Absence of evidence *is* evidence of absence, tho. Basic probability theory. 
Which is more unlikely: The unicorn you don't see is in the room, or the 
unicorn you *do* see is in the room?

> On the other hand, it is a valid criticism of a theory to point out that 
> it does not explain certain observations, and that at times biologists 
> explain the existence of a certain feature by stating nothing more than 
> that it evolved.

"Failure to explain an observation" is quite different from "theory's 
prediction contradicts observation". In any case, "it evolved" is an 
explanation that's disprovable.

> Indeed, neither abiogenesis nor macroevolution have actually been 
> observed in nature (or accomplished in the laboratory);

Abiogenesis has been accomplished in the lab now. Macroevolution is easy to 
observe in the lab as well.

Unfortunately, those who wish to continue disbelieving proof will dismiss 
both with the True Scotsman argument.

> they are both 
> assumed to have happened without any direct supporting evidence.

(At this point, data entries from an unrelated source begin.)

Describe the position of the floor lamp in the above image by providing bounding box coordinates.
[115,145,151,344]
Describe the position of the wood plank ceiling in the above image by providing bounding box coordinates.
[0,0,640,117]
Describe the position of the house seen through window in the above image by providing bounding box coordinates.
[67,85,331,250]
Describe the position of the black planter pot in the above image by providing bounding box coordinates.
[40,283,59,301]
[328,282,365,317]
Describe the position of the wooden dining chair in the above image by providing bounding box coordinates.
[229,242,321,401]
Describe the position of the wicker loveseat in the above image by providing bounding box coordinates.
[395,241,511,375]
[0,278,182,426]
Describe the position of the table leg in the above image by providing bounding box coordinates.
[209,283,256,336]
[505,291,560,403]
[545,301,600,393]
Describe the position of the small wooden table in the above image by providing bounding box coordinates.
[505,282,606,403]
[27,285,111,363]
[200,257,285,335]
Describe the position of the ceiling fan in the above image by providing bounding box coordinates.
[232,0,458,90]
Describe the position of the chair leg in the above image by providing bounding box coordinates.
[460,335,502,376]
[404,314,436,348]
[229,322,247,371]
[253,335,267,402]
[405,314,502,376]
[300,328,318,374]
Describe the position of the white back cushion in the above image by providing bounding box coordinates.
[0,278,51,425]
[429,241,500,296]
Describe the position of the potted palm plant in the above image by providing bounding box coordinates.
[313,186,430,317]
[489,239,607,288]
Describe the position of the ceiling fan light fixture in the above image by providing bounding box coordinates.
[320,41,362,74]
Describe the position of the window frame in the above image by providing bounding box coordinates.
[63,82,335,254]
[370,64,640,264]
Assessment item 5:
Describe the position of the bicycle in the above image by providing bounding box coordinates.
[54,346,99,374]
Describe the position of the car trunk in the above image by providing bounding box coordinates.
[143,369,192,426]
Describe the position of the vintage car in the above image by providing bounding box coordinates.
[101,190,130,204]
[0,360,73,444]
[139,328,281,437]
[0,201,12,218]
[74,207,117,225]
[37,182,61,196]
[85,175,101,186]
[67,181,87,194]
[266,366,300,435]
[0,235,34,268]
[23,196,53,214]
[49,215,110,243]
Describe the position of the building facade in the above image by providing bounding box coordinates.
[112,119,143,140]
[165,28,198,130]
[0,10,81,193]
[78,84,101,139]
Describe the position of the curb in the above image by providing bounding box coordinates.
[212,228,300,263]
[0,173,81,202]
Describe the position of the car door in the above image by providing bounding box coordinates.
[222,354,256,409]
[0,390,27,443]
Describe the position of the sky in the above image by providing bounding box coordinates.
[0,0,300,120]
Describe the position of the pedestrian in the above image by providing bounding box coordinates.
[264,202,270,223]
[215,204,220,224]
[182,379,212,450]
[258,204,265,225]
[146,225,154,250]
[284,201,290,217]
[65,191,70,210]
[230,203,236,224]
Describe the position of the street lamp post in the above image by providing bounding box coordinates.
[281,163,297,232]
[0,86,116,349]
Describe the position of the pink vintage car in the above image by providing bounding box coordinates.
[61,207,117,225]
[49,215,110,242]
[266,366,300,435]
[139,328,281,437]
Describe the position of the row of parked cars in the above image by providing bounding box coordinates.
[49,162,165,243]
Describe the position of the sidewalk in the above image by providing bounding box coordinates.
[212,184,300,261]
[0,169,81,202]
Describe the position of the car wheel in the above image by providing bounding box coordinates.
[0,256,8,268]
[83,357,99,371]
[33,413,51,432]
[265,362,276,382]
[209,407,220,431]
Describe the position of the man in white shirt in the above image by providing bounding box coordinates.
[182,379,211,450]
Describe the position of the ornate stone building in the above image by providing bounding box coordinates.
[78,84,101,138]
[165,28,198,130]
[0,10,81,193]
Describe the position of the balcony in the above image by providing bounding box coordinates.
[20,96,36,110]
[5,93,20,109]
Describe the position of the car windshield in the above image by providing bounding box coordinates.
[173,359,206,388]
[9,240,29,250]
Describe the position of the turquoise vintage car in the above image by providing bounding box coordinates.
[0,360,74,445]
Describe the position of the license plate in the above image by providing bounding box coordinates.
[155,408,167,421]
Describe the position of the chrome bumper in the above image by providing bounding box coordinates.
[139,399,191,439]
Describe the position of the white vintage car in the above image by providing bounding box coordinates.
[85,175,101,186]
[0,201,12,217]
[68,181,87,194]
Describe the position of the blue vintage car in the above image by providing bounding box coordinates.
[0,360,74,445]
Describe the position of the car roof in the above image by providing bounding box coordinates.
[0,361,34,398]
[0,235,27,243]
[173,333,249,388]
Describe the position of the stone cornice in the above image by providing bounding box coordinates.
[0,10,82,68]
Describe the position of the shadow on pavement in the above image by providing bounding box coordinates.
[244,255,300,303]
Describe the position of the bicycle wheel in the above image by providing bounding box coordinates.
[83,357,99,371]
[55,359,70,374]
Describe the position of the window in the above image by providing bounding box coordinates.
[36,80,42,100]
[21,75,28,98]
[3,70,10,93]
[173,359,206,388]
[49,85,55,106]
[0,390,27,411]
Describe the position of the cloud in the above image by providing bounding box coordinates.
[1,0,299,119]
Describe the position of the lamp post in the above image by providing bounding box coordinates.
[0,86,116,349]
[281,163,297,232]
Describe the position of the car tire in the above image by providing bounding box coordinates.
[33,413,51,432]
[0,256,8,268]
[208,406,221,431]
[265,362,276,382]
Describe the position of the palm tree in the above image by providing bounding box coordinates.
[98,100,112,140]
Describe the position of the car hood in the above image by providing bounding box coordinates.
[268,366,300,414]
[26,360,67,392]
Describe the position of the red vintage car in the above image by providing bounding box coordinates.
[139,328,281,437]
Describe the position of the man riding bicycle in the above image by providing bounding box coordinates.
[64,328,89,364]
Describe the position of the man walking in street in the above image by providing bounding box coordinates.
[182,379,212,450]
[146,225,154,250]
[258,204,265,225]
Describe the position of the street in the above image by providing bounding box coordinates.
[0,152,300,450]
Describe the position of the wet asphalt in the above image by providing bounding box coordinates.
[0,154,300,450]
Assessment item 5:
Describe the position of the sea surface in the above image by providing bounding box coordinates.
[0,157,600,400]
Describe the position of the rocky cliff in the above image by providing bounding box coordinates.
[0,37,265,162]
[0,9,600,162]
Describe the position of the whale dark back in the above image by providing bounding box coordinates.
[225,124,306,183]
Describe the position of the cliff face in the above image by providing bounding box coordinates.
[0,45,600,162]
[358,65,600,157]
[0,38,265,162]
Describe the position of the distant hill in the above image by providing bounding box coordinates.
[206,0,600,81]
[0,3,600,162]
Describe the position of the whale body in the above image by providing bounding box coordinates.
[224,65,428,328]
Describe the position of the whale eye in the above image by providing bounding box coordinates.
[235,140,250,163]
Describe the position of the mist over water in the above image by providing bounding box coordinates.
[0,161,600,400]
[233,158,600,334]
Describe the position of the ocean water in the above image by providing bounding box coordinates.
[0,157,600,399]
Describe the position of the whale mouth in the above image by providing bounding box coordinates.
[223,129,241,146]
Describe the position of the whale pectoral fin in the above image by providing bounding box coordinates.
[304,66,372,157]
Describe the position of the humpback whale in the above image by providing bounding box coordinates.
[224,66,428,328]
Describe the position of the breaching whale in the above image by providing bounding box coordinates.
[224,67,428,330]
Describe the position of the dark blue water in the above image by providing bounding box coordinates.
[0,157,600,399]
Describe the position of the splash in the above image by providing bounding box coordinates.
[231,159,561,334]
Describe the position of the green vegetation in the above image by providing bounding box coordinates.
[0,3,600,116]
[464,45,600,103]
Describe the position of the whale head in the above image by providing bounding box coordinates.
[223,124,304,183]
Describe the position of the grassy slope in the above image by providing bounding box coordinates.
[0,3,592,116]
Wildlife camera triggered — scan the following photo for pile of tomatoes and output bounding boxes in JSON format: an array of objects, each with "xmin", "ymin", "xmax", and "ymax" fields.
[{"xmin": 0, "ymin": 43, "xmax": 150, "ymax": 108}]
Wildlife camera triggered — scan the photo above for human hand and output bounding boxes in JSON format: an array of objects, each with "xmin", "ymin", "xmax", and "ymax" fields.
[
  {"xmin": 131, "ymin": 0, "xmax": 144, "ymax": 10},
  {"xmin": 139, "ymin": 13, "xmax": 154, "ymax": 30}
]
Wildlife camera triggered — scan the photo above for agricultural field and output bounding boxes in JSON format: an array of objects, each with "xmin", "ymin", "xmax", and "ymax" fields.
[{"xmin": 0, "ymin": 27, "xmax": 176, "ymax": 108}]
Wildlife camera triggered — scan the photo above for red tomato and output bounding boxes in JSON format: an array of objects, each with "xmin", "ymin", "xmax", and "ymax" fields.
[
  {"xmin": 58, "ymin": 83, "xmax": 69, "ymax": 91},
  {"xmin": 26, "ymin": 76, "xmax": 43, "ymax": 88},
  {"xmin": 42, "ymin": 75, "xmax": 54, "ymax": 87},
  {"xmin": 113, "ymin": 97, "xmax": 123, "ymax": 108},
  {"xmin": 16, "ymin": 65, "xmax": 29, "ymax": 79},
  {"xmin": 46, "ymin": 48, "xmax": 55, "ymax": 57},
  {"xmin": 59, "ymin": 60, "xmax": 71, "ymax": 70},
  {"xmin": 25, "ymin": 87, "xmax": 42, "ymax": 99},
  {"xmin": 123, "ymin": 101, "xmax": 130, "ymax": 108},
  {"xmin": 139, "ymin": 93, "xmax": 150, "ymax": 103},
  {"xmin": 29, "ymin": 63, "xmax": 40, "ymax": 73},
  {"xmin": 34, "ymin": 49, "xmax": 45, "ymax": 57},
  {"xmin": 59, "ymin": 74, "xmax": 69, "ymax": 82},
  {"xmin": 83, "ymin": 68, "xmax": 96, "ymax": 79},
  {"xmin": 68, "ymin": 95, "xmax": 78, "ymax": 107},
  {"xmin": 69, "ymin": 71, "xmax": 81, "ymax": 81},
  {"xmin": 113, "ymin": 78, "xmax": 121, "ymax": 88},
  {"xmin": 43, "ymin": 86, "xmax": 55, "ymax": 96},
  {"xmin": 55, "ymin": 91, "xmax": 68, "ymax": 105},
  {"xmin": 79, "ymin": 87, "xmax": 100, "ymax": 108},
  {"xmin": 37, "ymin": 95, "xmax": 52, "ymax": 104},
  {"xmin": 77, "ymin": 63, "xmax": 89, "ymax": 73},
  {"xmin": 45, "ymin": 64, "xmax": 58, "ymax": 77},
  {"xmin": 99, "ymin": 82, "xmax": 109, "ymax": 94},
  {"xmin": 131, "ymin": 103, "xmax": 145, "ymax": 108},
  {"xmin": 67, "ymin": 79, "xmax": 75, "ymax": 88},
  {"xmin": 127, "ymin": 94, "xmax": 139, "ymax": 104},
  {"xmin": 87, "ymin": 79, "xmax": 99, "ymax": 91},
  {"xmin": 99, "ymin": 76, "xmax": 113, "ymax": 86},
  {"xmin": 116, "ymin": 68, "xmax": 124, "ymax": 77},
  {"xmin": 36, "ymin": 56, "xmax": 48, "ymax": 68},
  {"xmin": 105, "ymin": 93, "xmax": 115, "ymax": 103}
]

The direct supporting evidence for abiogenesis is "life is here now, life 
wasn't here 1 second after the big bang."  :-)

The supporting evidence for macroevolution is legion. Including all the 
fossils, for example.

-- 
   Darren New, San Diego CA, USA (PST)
   "Ouch ouch ouch!"
   "What's wrong? Noodles too hot?"
   "No, I have Chopstick Tunnel Syndrome."